Novel Small Molecule Hsp90/Cdc37 Interface Inhibitors Indirectly Target K-Ras-Signaling

Simple Summary The correct folding of proteins is essential for their activity. Therefore, cells have evolved protein-folding chaperones, such as Hsp90. Interestingly, in several cancer cells, Hsp90 appears to have a role that is more important than normal. The current working model suggests that, with the help of its co-chaperone, Cdc37, it stabilizes mutant kinases. However, Hsp90, together with Cdc37, assists additional proteins that may be relevant in cancer. We demonstrate that the Hsp90-dependent stability of the transcription factor HIF-1 alpha and one of its downstream transcriptional targets, galectin-3, is important to maintain the elevated activity of the major oncogene KRAS. This is because galectin-3 stabilizes the MAPK-signaling complexes of K-Ras, which is called a nanocluster. In addition, we identified six drug-like small molecules that inhibit the Hsp90/Cdc37 protein interface at low micro molar concentrations. Given the co-occurrence of mutant KRAS with high HIF-1 alpha and high galectin-3 levels in pancreatic cancer, our results suggest an application of Hsp90 inhibitors in this cancer type. The ATP-competitive inhibitors of Hsp90 have been tested predominantly in kinase addicted cancers; however, they have had limited success. A mechanistic connection between Hsp90 and oncogenic K-Ras is not known. Here, we show that K-Ras selectivity is enabled by the loss of the K-Ras membrane nanocluster modulator galectin-3 downstream of the Hsp90 client HIF-1 alpha. This mechanism suggests a higher drug sensitivity in the context of KRAS mutant, HIF-1 alpha-high and/or Gal3-high cancer cells, such as those found, in particular, in pancreatic adenocarcinoma. The low toxicity of conglobatin further indicates a beneficial on-target toxicity profile for Hsp90/Cdc37 interface inhibitors.

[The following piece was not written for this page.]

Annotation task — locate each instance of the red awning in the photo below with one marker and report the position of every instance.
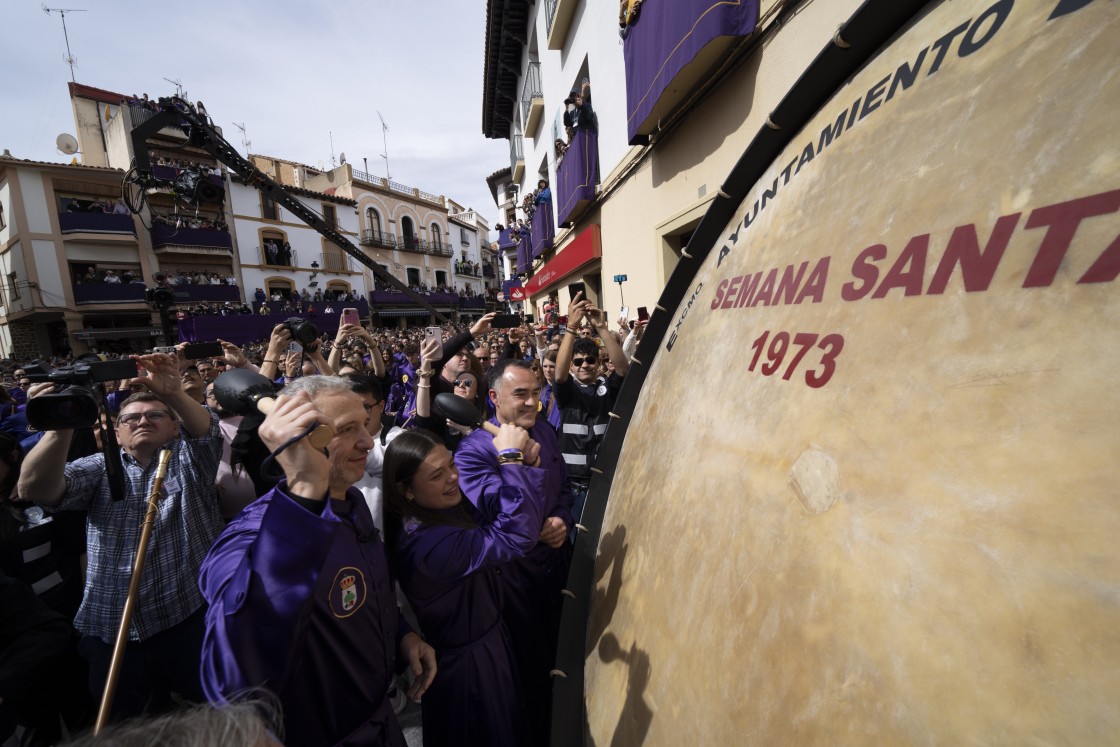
(586, 248)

We therefore computationally screened >7 M compounds, and identified four novel small molecules with activities of 4 mu M-44 mu M in vitro. All of the compounds were K-Ras selective, and potently decreased the Hsp90 client protein levels without inducing the heat shock response. Moreover, they all inhibited the 2D proliferation of breast, pancreatic, and lung cancer cell lines. The most active compounds from each scaffold, furthermore, significantly blocked 3D spheroids and the growth of K-Ras-dependent microtumors. We foresee new opportunities for improved Hsp90/Cdc37 interface inhibitors in cancer and other aging-associated diseases.